Might as well argue with a brick. I used to read all the "audiophile" mags even though I could never afford any of that stuff. And I was always amused by the terms used to describe the "superior quality" of one speaker wire over another or how much better this tone arm was than that one. Richness, depth, clarity, transparency, dynamics, presence, spaciousness, tightness, veiled, warmth, accuracy, just to mention a few. None of which could be considered objective by any standard. For me, it's always a simple question of if I like the music or not. If I do, I can pretty much listen to it on anything. If not, it does not matter to me at all if the sound is being reproduced "accurately" or not. Nothing sounds as good as live music and from what I have seen (heard) so far, nothing ever will.

Eric Larsen
09-01-2008, 5:35 PM
The one thing I did learn from audiophiles is how much better transmission line speakers are over regular "box" speakers.

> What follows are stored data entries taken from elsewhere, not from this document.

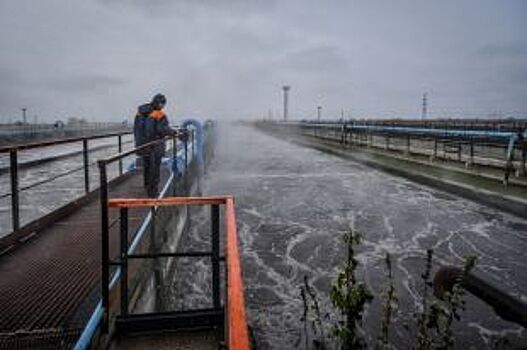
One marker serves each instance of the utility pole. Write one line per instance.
(24, 115)
(425, 105)
(286, 91)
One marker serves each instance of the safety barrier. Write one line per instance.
(14, 166)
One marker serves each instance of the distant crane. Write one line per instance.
(24, 115)
(286, 89)
(425, 106)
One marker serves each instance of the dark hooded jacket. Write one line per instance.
(150, 125)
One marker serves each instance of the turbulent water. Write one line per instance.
(293, 205)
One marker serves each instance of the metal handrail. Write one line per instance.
(26, 146)
(13, 168)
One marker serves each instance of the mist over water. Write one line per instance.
(293, 205)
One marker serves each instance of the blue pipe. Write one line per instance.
(441, 132)
(93, 323)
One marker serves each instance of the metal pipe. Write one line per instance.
(120, 150)
(215, 259)
(86, 165)
(15, 211)
(186, 153)
(105, 253)
(124, 261)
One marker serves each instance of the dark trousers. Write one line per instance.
(151, 163)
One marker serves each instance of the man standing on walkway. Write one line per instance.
(151, 124)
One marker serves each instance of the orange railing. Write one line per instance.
(236, 327)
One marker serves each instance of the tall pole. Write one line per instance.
(24, 115)
(425, 105)
(286, 91)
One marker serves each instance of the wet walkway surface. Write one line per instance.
(293, 205)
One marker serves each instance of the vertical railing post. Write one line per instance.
(174, 164)
(524, 157)
(124, 261)
(215, 226)
(86, 165)
(471, 151)
(15, 206)
(120, 149)
(186, 153)
(105, 254)
(193, 143)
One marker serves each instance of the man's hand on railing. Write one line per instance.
(182, 134)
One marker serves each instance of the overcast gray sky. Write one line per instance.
(99, 59)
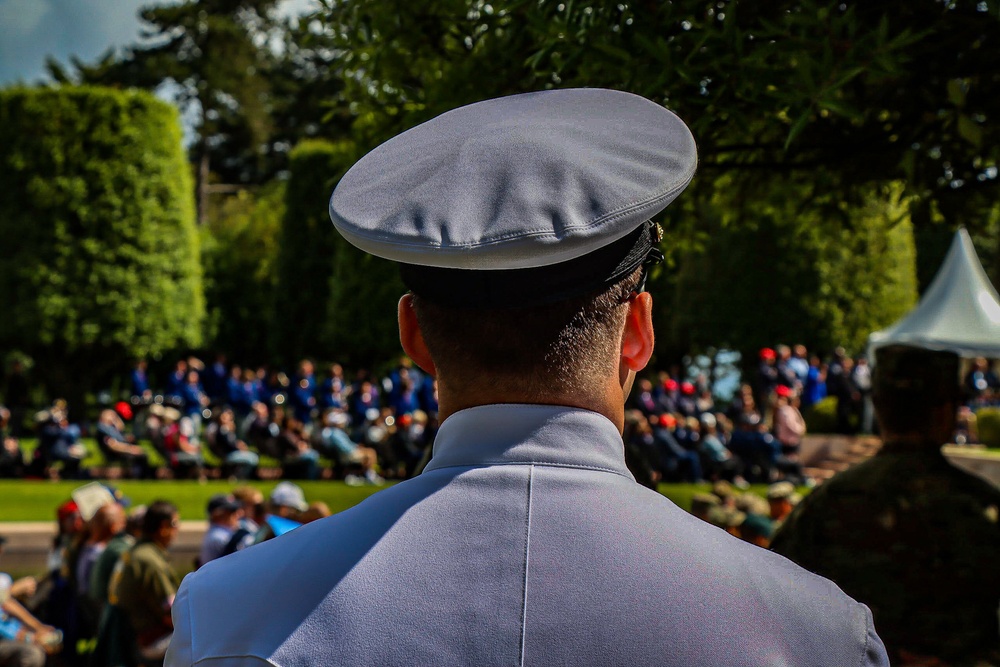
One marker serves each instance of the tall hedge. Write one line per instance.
(239, 249)
(334, 302)
(99, 253)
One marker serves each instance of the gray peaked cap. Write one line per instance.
(519, 200)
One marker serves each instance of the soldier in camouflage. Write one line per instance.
(905, 532)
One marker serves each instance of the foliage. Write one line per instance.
(821, 417)
(790, 273)
(239, 252)
(988, 427)
(100, 256)
(306, 250)
(212, 56)
(361, 321)
(871, 91)
(333, 301)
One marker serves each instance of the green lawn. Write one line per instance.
(37, 500)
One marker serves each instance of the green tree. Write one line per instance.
(307, 244)
(333, 301)
(792, 273)
(239, 251)
(213, 57)
(100, 259)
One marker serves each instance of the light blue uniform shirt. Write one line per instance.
(526, 541)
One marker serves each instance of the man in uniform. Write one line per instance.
(521, 226)
(906, 532)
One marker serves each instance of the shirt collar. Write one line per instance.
(506, 434)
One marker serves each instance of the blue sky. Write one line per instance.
(30, 30)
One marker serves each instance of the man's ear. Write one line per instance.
(637, 339)
(411, 338)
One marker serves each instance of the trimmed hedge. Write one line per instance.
(99, 258)
(333, 300)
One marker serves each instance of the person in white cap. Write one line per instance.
(522, 227)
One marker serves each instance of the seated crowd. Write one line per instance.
(106, 596)
(225, 419)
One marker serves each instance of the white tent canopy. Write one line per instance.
(960, 311)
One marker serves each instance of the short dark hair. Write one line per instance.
(557, 347)
(158, 513)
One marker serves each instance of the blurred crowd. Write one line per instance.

That is, if you don't have the bass knob cranked to 11. But if you like "natural" sound, nothing beats TL speakers.

I was thinking, that a loudspeaker is nothing more than a musical instrument. A diaphram moves air, which creates sound, which goes out into the environment. A box is a lousy way to create sound. Think about it, how many musical instruments are "box-shaped?"

I think an ideal speaker would resemble a cello. Curved back for reflecting the sound with a flatter front for spreading it out. Then again, I'm not a speaker designer. Any thoughts, Bill W?

E

Joe Mioux
09-01-2008, 6:24 PM
I still play albums on ocaision.

The very first component I bought was a Dual turntable. that was back in 1979. From there came the Yamaha receiver, cassette deck, and later a cd player.

today, the only pieces still in use are my Polk Audio speakers and that Dual turntable.

when I upgraded and turned the basement in to an entertaiment center. I added Polk Audio speakers for the surround sound, but a Velodyne Sub Woofer.

Ben Rafael
09-01-2008, 8:58 PM
I saw a product at an audiophile show that was obviously being marketed to suckers. It was small blocks of wood that kept the speaker cables off of the floor. The salesman was telling me the keeping the cables off of the floor would improve the sound. The blocks were not cheap. I asked him what if you already have wooden floors? He said that wood is not the factor, that the cable must be off of the floor. I dont remember his spiel about why the sound is better since I try to forget nonsense.

Ed Breen
09-03-2008, 4:14 PM
I guess I'm with Belinda on this. My upperhearing range is zilch, when I listen it is mostly the images and memories that the music evokes which gives me pleasure. I have mostly 45's since I have a juke box and several thousand records going back to the 40's. When I want to go farther back I turn to my middle son who has Dowen's syndrome and has a music idiot savant. His vinyl collection is extravagant with only one problem - He thinks all music is his~!!!
I like siurius at home and in the car but primarily 50's & 60's from my active years and the 30's and 40's if I can find them.